Onlar içerideki geniş ve çeşitli uzun personellerini aktif bir şekilde kullanmaya çalışıyor. Temelde de bunu tepeden oynanan ikili oyunlarla yapıyorlar. Micic’in kariyerinin başından beri bu konuda yetenekli olması, Pangos’un ise seviye atlamasıyla birlikte bu konuda da oldukça başarılar. Tepeden ikili oyun oynarken de ana tercihleri Pangos-Jankunas ikilisi. Bu ikili o kadar iyi iş çıkartıyor ki tüm EuroLeague’de Pangos-Jankunas ikilisi kadar birbirine asist yapan başka bir ikili yok.
Zalgiris’in ana planı bu ve çok güzel uyguluyorlar ama Olympiakos’un eli de armut toplamıyor.
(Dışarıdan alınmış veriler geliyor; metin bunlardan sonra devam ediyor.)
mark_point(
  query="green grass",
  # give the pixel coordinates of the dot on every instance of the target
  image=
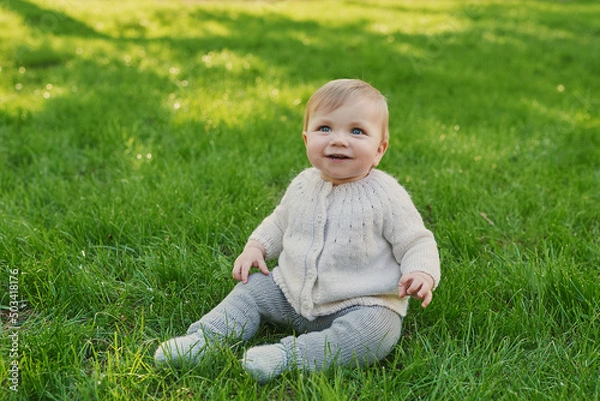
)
(141, 142)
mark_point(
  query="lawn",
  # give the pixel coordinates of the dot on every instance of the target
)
(142, 141)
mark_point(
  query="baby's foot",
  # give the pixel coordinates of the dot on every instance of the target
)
(265, 362)
(180, 351)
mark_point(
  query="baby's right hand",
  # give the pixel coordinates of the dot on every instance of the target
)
(252, 256)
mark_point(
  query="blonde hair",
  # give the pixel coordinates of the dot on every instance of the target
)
(337, 92)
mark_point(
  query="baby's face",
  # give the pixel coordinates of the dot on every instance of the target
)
(346, 143)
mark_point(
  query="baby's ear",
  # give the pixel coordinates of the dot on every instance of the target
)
(380, 151)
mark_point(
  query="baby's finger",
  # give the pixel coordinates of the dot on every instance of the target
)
(427, 299)
(263, 268)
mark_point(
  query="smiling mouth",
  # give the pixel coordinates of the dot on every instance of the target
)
(337, 157)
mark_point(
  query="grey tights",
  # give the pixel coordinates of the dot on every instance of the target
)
(358, 335)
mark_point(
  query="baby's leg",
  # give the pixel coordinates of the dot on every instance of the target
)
(237, 317)
(360, 335)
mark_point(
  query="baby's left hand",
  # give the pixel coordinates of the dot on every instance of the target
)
(417, 284)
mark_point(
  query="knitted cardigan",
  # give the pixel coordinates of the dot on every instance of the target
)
(346, 245)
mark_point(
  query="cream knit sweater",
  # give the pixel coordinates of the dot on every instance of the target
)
(346, 245)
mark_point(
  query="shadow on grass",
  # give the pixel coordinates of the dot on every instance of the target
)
(486, 67)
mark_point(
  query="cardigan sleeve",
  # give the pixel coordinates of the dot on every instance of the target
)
(413, 245)
(270, 232)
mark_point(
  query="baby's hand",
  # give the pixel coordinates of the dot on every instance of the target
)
(252, 256)
(417, 284)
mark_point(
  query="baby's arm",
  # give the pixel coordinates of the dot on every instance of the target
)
(417, 284)
(252, 256)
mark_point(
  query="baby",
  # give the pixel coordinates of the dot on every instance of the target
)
(351, 248)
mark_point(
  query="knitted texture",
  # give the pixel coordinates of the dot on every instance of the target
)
(346, 245)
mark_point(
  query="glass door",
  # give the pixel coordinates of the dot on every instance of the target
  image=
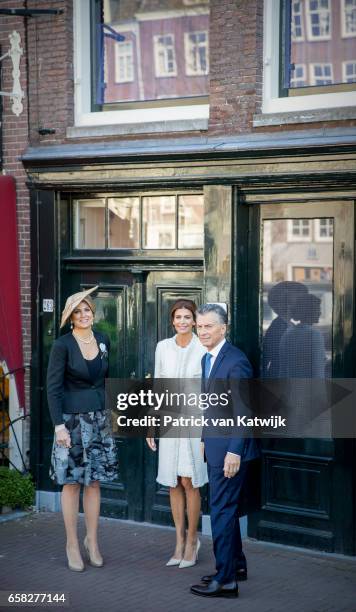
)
(302, 261)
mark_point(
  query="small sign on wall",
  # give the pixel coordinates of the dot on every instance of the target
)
(47, 305)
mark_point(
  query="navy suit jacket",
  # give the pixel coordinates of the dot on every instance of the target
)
(230, 364)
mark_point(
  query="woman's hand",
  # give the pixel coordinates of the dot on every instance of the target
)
(63, 438)
(151, 443)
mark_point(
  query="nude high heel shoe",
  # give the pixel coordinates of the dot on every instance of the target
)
(95, 560)
(173, 562)
(183, 564)
(74, 566)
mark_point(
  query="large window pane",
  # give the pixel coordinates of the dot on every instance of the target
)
(89, 224)
(159, 222)
(150, 51)
(191, 222)
(297, 286)
(319, 48)
(124, 223)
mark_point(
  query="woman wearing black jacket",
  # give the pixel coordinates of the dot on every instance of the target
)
(83, 449)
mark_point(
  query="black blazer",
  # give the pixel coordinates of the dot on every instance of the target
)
(69, 387)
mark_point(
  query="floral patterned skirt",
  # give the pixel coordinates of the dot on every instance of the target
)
(92, 455)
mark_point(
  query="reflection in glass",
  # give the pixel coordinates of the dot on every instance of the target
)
(322, 43)
(151, 50)
(159, 222)
(297, 299)
(191, 222)
(89, 224)
(124, 223)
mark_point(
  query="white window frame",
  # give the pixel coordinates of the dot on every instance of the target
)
(157, 49)
(345, 34)
(187, 48)
(317, 236)
(304, 77)
(85, 117)
(127, 78)
(312, 77)
(298, 38)
(344, 64)
(309, 13)
(296, 238)
(272, 102)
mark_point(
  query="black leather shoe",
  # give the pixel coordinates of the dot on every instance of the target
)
(241, 575)
(215, 589)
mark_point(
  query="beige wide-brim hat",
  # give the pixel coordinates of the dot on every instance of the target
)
(73, 301)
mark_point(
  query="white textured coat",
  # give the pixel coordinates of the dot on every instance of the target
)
(180, 456)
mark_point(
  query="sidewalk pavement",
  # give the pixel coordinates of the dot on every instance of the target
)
(135, 578)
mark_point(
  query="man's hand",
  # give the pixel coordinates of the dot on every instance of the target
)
(231, 465)
(151, 443)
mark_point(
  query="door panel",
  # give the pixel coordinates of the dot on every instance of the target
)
(163, 289)
(303, 265)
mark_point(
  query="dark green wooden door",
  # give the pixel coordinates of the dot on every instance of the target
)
(307, 484)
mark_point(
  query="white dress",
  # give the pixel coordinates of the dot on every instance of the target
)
(180, 456)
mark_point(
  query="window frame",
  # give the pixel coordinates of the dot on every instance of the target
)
(309, 26)
(313, 77)
(299, 238)
(302, 24)
(345, 34)
(272, 101)
(344, 64)
(85, 116)
(317, 228)
(141, 251)
(117, 58)
(157, 49)
(187, 47)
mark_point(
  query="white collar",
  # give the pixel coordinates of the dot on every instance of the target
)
(216, 350)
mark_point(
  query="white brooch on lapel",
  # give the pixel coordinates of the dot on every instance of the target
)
(103, 349)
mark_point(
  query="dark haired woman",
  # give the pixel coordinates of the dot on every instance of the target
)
(180, 463)
(83, 449)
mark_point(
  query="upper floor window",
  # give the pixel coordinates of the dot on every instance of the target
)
(348, 18)
(165, 55)
(297, 26)
(139, 222)
(312, 39)
(196, 53)
(132, 55)
(124, 65)
(309, 55)
(150, 42)
(319, 19)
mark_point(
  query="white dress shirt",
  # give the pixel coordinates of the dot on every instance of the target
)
(214, 352)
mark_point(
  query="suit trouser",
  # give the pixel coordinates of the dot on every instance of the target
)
(225, 524)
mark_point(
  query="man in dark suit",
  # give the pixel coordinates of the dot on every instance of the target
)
(227, 458)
Onlar ise EuroLeague’in en iyi savunma takımlarının başında geliyor. Oyun temposunu mümkün olduğunca düşüren Pire ekibi, defansif verimlilik konusunda ligde açık ara en iyi takım konumunda. Kanatların boyalı alana yaptığı baskıyla kendi yarı sahasını daraltan Olympiakos, aynı zamanda rakiplerinin maç başına sadece 14.4 asist yapmasına izin veriyor ve bu konuda da lig lideri konumunda yer alıyor.
Bütün bunların gerçekleşmesi de Olympiakos’u ligin en iyi ikili oyun savunma yapan takımlarından biri haline getiriyor.
Bu yüzden seride ikili oyun hücumlarıyla, savunmasının çarpışmasını birçok kez göreceğiz ve ortaya izlemeye çok keyifli maçlar çıkacak. Hazır buna değinmişken serilerin kritik noktalarından biri de Kostas Papanikolau’nun ne kadar sağlıklı olabileceği olacak.
Olympiakos savunmasının merkezi olan Yunan forvet, EuroLeague’de son dönemde çok maç kaçırdı. Seride Papanikolau’nun olası bir yokluğu Zalgiris’in ikili oyun hücumlarını daha değerli hale getirecektir.